Like everything else about humans I would imagine that proprioception runs in a bell curve with the peak being average and the high point being where most gifted atheletes would fall.   I would hazard a guess that most people who stick with skiing are average and above in proprioception. If you don't feel like sports comes naturally to you I would hazard a guess that you are near average and the right clothing might enhance your learning curve. 

 

For myself, I can't stand  things like tights for a base layer.  Now I can see the reason might be that tights send back a lot of touchy feely information.  Now I think tights might give me information overload.  My wife on the otherhand seems to have a lot of undergarments that lay close to the skin.  I think I will do more study into this to possibly help her as even walking has its challenges.  She falls a lot.

 

Just my two cents.

post #22 of 24

Interesting point, Pierre, eh

 

Do we have any research that shows diminishing proprioception with increasing muscle fatigue?  I assume we do.

 

Quote:

Originally Posted by Pierre View Post

 

Like everything else about humans I would imagine that proprioception runs in a bell curve with the peak being average and the high point being where most gifted atheletes would fall.   I would hazard a guess that most people who stick with skiing are average and above in proprioception.
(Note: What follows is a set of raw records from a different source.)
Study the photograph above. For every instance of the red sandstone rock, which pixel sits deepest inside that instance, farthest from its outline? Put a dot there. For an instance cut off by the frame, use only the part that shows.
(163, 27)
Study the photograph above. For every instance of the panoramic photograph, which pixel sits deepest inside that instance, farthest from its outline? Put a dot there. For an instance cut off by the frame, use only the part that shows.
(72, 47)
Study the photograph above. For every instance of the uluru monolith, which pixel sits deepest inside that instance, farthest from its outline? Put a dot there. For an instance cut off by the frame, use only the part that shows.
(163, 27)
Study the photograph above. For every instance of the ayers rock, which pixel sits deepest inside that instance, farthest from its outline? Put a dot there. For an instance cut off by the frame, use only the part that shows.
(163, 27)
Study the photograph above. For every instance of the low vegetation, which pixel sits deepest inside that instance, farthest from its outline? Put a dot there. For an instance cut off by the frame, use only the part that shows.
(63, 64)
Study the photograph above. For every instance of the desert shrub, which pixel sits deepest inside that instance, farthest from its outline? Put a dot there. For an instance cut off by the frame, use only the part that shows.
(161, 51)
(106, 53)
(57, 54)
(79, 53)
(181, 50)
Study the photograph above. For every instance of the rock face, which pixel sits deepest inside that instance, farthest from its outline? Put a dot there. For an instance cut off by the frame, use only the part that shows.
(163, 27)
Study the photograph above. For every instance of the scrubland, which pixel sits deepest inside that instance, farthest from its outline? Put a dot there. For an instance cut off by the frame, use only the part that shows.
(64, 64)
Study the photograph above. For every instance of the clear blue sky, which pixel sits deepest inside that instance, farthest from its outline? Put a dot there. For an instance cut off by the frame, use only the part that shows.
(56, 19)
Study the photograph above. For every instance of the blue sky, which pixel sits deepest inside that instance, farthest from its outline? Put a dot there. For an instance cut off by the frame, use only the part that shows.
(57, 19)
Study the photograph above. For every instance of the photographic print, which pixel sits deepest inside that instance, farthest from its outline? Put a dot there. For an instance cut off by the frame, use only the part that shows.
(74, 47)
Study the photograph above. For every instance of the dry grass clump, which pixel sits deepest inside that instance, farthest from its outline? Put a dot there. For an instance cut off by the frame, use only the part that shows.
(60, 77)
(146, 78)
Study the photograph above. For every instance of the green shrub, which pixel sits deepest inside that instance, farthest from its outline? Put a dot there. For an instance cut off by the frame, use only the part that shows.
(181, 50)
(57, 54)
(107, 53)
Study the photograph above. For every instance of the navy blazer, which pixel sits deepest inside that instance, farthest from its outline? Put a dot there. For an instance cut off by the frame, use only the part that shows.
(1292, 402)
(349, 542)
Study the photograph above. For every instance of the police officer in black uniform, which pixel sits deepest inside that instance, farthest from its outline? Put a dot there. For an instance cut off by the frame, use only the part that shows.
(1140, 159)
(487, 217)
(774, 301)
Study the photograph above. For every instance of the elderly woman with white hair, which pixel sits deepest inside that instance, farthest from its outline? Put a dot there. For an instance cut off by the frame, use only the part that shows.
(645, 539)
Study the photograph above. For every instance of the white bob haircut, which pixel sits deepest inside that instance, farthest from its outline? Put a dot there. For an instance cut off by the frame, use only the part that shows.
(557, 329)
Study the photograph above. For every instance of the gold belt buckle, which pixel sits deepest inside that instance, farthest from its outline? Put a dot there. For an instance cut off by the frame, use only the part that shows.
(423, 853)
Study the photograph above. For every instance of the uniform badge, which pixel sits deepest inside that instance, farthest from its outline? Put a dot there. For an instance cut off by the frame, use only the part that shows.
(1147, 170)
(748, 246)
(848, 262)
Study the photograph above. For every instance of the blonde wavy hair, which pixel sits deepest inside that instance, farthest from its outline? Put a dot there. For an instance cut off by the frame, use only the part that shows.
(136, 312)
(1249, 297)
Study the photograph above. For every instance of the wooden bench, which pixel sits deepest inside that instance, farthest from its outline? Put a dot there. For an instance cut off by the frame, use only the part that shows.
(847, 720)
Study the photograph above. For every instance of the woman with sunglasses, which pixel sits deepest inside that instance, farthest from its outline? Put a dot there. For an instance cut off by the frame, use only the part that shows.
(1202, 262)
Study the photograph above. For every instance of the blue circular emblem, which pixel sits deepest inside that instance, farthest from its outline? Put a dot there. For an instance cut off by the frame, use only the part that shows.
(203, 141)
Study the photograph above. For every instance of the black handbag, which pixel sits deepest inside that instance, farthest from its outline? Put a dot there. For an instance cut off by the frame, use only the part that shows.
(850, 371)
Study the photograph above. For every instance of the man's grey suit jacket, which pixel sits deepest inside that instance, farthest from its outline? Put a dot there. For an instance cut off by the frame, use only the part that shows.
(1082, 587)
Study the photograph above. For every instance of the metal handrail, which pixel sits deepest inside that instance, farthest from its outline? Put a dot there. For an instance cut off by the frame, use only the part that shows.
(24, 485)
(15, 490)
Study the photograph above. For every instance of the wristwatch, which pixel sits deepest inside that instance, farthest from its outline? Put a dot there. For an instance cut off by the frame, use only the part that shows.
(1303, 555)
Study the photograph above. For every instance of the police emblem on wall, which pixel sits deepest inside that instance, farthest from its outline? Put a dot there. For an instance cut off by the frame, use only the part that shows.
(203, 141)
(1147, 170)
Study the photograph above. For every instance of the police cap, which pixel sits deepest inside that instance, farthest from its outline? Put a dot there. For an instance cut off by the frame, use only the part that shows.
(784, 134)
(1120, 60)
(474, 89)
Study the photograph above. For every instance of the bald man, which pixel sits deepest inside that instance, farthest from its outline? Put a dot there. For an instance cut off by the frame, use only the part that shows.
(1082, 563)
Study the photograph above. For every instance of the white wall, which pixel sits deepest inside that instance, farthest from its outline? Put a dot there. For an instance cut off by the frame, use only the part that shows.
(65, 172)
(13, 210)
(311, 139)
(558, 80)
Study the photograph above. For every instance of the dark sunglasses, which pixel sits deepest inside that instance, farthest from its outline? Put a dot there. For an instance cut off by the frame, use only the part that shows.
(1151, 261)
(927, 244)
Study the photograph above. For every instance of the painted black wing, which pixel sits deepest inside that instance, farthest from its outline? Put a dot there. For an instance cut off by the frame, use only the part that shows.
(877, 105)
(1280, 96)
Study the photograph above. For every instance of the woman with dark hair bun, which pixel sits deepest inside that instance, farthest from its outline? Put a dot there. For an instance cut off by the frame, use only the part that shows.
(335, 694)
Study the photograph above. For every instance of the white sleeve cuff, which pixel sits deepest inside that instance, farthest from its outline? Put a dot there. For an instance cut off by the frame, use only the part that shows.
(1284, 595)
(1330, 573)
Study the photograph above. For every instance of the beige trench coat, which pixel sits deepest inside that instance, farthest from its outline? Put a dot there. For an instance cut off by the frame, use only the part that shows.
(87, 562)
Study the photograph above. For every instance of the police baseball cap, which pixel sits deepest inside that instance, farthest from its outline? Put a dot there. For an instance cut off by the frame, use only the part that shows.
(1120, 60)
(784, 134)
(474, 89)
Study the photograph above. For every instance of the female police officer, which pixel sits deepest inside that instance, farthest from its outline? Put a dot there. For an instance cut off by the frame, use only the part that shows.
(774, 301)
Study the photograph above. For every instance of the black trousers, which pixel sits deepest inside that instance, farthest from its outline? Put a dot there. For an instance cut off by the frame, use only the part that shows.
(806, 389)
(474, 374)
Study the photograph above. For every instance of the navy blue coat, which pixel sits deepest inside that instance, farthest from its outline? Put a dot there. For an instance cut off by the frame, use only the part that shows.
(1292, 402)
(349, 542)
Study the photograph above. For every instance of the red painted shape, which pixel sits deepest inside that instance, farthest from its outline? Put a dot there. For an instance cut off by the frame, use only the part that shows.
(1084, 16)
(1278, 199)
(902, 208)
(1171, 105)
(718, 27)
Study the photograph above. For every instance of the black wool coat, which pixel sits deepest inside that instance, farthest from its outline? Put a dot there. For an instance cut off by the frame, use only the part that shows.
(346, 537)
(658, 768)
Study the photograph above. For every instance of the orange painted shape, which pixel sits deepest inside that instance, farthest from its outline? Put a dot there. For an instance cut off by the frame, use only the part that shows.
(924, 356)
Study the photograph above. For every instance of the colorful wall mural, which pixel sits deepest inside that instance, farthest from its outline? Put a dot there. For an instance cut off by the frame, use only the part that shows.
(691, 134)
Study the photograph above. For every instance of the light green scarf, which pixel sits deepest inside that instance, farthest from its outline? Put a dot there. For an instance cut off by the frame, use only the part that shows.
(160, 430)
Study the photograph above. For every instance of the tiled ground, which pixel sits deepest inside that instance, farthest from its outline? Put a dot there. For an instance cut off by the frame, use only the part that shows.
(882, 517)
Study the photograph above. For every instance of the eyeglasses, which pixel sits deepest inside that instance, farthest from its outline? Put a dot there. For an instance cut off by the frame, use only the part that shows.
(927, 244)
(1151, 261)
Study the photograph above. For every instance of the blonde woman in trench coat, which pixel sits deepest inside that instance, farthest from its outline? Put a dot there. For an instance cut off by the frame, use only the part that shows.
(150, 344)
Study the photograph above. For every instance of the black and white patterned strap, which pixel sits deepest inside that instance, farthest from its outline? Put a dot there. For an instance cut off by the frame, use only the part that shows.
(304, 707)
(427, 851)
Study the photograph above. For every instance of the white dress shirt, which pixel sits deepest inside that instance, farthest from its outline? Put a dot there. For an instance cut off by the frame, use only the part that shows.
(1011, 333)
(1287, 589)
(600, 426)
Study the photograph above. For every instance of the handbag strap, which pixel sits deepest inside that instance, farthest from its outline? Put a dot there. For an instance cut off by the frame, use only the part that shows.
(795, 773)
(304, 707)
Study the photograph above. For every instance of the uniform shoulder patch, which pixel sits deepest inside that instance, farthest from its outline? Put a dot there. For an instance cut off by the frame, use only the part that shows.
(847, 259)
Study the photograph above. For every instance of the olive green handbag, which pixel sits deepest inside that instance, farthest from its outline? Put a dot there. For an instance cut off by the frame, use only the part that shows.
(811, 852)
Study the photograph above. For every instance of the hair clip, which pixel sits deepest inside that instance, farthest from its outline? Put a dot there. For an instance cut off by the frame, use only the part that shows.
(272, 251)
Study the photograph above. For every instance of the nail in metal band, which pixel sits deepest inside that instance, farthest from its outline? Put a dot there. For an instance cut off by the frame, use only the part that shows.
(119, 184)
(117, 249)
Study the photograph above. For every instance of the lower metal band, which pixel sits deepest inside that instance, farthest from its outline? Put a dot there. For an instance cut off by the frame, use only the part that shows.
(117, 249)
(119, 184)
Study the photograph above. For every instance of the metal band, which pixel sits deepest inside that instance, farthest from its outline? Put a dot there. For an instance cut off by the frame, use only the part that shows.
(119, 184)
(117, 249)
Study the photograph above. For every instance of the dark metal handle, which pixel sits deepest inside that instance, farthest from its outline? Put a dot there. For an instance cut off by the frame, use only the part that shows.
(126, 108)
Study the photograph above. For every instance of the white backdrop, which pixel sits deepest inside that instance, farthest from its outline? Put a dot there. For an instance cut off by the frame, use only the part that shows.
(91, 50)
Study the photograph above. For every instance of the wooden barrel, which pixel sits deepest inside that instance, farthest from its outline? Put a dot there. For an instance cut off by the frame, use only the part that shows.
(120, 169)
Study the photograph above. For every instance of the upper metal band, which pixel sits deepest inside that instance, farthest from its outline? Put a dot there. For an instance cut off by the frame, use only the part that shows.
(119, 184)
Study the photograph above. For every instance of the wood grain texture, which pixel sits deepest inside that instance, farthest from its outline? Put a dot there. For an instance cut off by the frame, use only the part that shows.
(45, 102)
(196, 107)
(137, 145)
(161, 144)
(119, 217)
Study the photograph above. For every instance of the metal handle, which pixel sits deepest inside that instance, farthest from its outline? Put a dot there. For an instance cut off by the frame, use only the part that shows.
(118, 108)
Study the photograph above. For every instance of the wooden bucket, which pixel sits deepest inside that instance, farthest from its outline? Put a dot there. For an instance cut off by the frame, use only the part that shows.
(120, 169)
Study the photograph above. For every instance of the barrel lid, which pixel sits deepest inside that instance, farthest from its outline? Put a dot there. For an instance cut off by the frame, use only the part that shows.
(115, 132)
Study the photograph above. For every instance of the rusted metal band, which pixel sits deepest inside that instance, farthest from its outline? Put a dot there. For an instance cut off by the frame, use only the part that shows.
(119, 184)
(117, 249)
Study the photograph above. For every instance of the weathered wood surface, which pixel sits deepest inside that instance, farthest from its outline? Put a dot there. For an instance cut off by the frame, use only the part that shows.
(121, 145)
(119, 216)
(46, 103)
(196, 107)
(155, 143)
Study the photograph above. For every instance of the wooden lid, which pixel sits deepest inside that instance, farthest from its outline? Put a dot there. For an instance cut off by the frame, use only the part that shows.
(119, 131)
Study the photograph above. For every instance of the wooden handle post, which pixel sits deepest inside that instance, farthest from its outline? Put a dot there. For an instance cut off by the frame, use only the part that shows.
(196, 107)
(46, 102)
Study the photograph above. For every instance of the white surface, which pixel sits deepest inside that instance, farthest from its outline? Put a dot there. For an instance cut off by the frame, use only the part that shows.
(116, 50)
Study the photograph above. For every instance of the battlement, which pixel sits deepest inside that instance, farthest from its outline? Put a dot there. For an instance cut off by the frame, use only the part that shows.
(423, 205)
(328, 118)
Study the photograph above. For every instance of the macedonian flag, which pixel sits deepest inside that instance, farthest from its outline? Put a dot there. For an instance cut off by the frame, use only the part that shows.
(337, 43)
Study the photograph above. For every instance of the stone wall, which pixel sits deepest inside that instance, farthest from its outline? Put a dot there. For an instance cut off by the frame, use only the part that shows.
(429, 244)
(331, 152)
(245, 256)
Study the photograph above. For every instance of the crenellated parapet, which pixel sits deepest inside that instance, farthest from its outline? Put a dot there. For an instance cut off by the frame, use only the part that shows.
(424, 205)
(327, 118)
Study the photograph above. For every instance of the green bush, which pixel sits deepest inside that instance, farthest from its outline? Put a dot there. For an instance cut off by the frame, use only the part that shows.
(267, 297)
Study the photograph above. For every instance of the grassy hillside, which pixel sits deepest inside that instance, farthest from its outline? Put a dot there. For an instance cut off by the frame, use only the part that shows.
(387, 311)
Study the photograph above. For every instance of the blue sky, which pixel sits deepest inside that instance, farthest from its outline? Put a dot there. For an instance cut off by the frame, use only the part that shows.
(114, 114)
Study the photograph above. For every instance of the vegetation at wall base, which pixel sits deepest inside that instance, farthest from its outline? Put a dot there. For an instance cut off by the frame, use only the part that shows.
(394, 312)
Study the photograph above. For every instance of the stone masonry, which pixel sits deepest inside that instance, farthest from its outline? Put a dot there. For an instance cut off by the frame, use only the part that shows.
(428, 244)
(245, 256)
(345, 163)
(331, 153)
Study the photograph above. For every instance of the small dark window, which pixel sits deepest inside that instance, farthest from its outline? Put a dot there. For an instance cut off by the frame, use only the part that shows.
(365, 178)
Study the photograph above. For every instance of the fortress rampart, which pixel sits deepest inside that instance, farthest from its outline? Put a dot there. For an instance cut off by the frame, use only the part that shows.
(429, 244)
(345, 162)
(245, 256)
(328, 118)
If you don't feel like sports comes naturally to you I would hazard a guess that you are near average and the right clothing might enhance your learning curve. 

 

For myself, I can't stand  things like tights for a base layer.  Now I can see the reason might be that tights send back a lot of touchy feely information.  Now I think tights might give me information overload.  My wife on the otherhand seems to have a lot of undergarments that lay close to the skin.  I think I will do more study into this to possibly help her as even walking has its challenges.  She falls a lot.

 

Just my two cents.

post #23 of 24

probably not proprioception per se, but the effectiveness of muscle firing and control yes.

post #24 of 24
Don't take this the wrong way, as I'm actually interested in this product, but; any time I work out, the third day is always the most painful/sore. And by Sunday you had skied 3 days, as opposed to 1 on Saturday.
Quote:
Originally Posted by mtcyclist View Post

Dynamic balance?  IDK about that, but I bought a two pair of the 3/4 insulator tights about three years ago through PSIA and I really don't like to wear anything else as a base layer in the early season.  IME they make a difference in the amount of fatigue I have at the end of a fairly hard day of skiing.  Last December I spent three days skiing at Big Sky in PSIA clinics.  I wore the Opedix tights on Friday and Saturday and Patagonia Merino blend bottoms on Sunday.  My legs felt fine Friday and Saturday evenings but when I left Sunday, after skiing all day, my legs were definitely tired.  Later in the season I don't think they make as much difference.